Avoid Cost Penalties

Use IE – and avoid Costs Penalties

Courts now expect disputing parties to have tried alternative dispute resolution (ADR) in an attempt to settle their dispute before legal proceedings are commenced. If not, at the very first Costs & Case Management Conference, the court will want to know why ADR has not been attempted and may well order the parties to attempt early neutral evaluation (ENE), pursuant to CPR 3.1(2)(m). In light of this rule and the potential for adverse costs consequences, it is prudent for parties to use IE before spending up to £10,000 to issue proceedings.

Offers to engage in ADR should be made as soon as possible after the dispute arises, with a genuine desire to avoid litigation; at the very least, such offers should be made to protect oneself or one’s client, or to put pressure on opponents.
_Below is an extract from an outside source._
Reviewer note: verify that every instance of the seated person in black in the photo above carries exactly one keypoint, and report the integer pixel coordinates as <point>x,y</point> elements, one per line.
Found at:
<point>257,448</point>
The Civil Procedure Rules require parties to engage in ADR. Indeed, Pre-action Protocols stipulate, “litigation should be a last resort.” Accordingly, parties to disputes ought to be recommending and utilising ADR before proceedings are issued.

If proceedings are issued, the Court is likely to require the parties to provide evidence that ADR has been considered, if not already tried. Refusal to consider and / or engage in ADR will be taken into account by the court when deciding who bears the costs of the proceedings.

Case law examples

There is an increasing body of case law confirming that costs penalties will be imposed for those parties who fail to do so.

In BXB v (1) Watch Tower & Bible Tract Society of Pennsylvania (2 Trustees of the Barry Congregation of Jehovah’s Witnesses [2020] EWHC 656 (QB), the defendants had breached a court direction given in standard form, to serve a statement explaining their refusal to participate in a joint settlement meeting. That was unreasonable conduct and the costs incurred by the claimant from the date of that refusal were assessed on an indemnity basis.

In Garritt-Critchley v Ronnan [2014] EWHC 1774 the Defendant refused to engage with ADR and was penalised by an order that the Claimant’s costs be paid on an indemnity basis.

In Laporte & Christian v Commissioner of Police of the Metropolis [2015] EWHC 371 (QB), although the Defendant won outright, his refusal to engage in ADR led to an order that he be deprived of one third of his costs.

It is over 15 years since Halsey v Milton Keynes NHS Trust [2004] EWCA Civ 576 in which Lord Dyson reminded all members of the legal profession that it was their duty to consider ADR. As stated in that case: “acting in a client’s best interests includes an obligation to provide advice on resolving disputes by all appropriate means of ADR as well as litigation”.

It will be an exceptional case for ADR to be considered inappropriate: the vast majority of cases are suitable for ADR. In the event that an opponent offers ADR, you may be required to provide a witness statement setting out full reasons for refusing within 21 days. Ignoring offers of ADR is no longer an option, because it will almost certainly lead to costs penalties.

What does this mean for you?

All disputing parties should beware of Costs Penalties. If the other side offers early neutral evaluation or any other form of ADR as an option to litigation, and your solicitor chooses to ignore the offer, this may well incur a substantial Costs Penalty, even if you win the case.

The best way to avoid this is to engage in IE at an early stage, thereby avoiding any risk of Costs Penalty, and before spending up to £10,000 on the court fee to initiate legal proceedings.